The town can be reached from Castellón via the CV-10 and the CV-15.

===Neighboring localities===
The town of Villafranca del Cid is bordered by the following locations: Portell de Morella, Castellfort, Ares del Maestrat, Benassal and Vistabella del Maestrat all within the province of Castellón, and Mosqueruela and La Iglesuela del Cid in the province of Teruel.

==History==
The town's prehistoric origins are unknown. So say the town of Bronze Age of "Ereta Castellar" numerous Iberian sites that dot the term, occasional rock paintings and historically remains Roman found (old secondary roads, imperial coins, etc.). The birth of the current Vilafranca is officially dated February 7, 1239. Its founder was Don Blasco de Alagon, who called the town Rivus Truitarum or Riu de les Truites (Rio de las Truchas in Castilian). The king Jaime I crossed the Gothic-Roman bridge across the Riu de les Truites to first set foot on the land of Castellon.

After belonging to the house of Alagon, then Anglesola and again back to Alagon, the town joined the Términos Generales del Castillo de Morella on May 14, 1303. On December 27, 1333, the people from Vilafranca rebelled against the decisions of Morella's juries, beginning the struggle for independence that lasted nearly four centuries and other villages joined.

There were a number of lawsuits with Mosqueruela losing Mallo castle and the village of Estrella between 1335 and 1340.

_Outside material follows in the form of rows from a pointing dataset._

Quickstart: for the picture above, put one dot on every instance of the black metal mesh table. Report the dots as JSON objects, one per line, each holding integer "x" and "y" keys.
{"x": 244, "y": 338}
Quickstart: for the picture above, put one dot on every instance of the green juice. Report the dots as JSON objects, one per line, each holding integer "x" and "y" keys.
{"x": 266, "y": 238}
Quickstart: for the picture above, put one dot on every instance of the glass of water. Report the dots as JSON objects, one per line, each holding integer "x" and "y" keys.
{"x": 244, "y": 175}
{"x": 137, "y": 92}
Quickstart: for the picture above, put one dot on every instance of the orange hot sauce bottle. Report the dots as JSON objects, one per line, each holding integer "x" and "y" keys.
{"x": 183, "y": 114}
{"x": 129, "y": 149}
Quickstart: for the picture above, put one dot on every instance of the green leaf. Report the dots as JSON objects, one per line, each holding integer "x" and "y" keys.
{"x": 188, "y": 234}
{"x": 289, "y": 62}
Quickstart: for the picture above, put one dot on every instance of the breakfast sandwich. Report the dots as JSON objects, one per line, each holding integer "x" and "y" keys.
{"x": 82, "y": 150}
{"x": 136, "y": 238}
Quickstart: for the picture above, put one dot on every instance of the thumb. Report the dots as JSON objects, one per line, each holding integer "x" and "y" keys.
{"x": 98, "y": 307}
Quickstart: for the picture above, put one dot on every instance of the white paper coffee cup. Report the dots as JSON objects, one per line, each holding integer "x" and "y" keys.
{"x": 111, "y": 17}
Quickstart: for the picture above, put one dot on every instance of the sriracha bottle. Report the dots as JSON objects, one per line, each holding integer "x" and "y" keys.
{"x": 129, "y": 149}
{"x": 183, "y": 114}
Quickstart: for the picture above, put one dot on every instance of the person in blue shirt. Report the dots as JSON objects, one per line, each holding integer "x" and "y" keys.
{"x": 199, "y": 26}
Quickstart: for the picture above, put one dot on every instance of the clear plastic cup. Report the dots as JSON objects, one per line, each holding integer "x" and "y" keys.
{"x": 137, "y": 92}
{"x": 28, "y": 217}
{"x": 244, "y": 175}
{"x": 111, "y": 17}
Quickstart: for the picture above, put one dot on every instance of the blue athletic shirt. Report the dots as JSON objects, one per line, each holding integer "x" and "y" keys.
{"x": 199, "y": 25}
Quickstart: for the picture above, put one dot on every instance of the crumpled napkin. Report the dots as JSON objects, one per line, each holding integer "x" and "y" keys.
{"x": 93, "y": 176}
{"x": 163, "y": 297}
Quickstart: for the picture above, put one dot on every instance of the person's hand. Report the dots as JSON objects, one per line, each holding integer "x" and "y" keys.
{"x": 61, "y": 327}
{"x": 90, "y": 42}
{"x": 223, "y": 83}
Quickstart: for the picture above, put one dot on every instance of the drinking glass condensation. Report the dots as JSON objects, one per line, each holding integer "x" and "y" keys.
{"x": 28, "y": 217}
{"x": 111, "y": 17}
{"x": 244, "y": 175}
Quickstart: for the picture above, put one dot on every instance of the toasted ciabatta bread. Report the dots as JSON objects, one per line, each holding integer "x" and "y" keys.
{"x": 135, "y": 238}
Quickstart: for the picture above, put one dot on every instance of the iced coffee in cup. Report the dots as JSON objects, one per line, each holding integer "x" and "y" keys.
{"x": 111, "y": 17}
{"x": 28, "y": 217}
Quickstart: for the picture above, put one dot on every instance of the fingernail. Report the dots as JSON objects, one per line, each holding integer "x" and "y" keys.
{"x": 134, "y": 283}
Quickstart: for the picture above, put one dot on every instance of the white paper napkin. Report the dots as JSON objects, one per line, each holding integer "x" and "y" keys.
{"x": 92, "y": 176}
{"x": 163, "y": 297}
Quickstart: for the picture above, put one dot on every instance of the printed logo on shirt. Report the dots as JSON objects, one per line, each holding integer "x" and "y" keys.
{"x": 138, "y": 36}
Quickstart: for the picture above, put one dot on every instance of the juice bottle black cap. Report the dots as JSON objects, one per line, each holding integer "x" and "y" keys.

King Pedro IV of Aragon authorized the construction of walls and granted independence to Morella on June 8, 1358; but eleven years later he changed his mind and canceled the privilege. Felipe IV understood the financial burden this posed to the villages, and in payment for services rendered by the villagers in the wars of France and Catalonia, the independent will.

Joan Baptista Penyarroja of Carlos II was the notary who succeeded in gaining the independence of all the villages and the erection in royal villas February 8, 1691.

In the War of the Spanish Succession, the town took the side of Archduke Charles of Austria.

Although there was always an important traditionalist core and a native son, the famous guerrilla "El Serrador", sided with liberals loyal to Elizabeth II, but Cabrera took her by surprise in 1834. Then it was another strong liberal stronghold again until being abandoned, as it was trapped between the Carlist domains. In the area of the town, two memorable battles were fought: the Mas de la Carrasca and Pla de Mosorro on June 28, 1875, won by Jovellar, Azcarraga and Villaviciosa against Dorregaray, Cucala and Villalaín (who died in action). This battle has been considered as the beginning of the end of the war in the centre of Spain and Valencia.

In 1943 the provincial council (diputación provincial) voted for the mayor of Vilafranca, Juan Antonio Aznar Inigo, for the position of procurador (member of the Cortes) in the I Legislature of the Cortes Españolas (1943-1946), representing the municipalities of the province.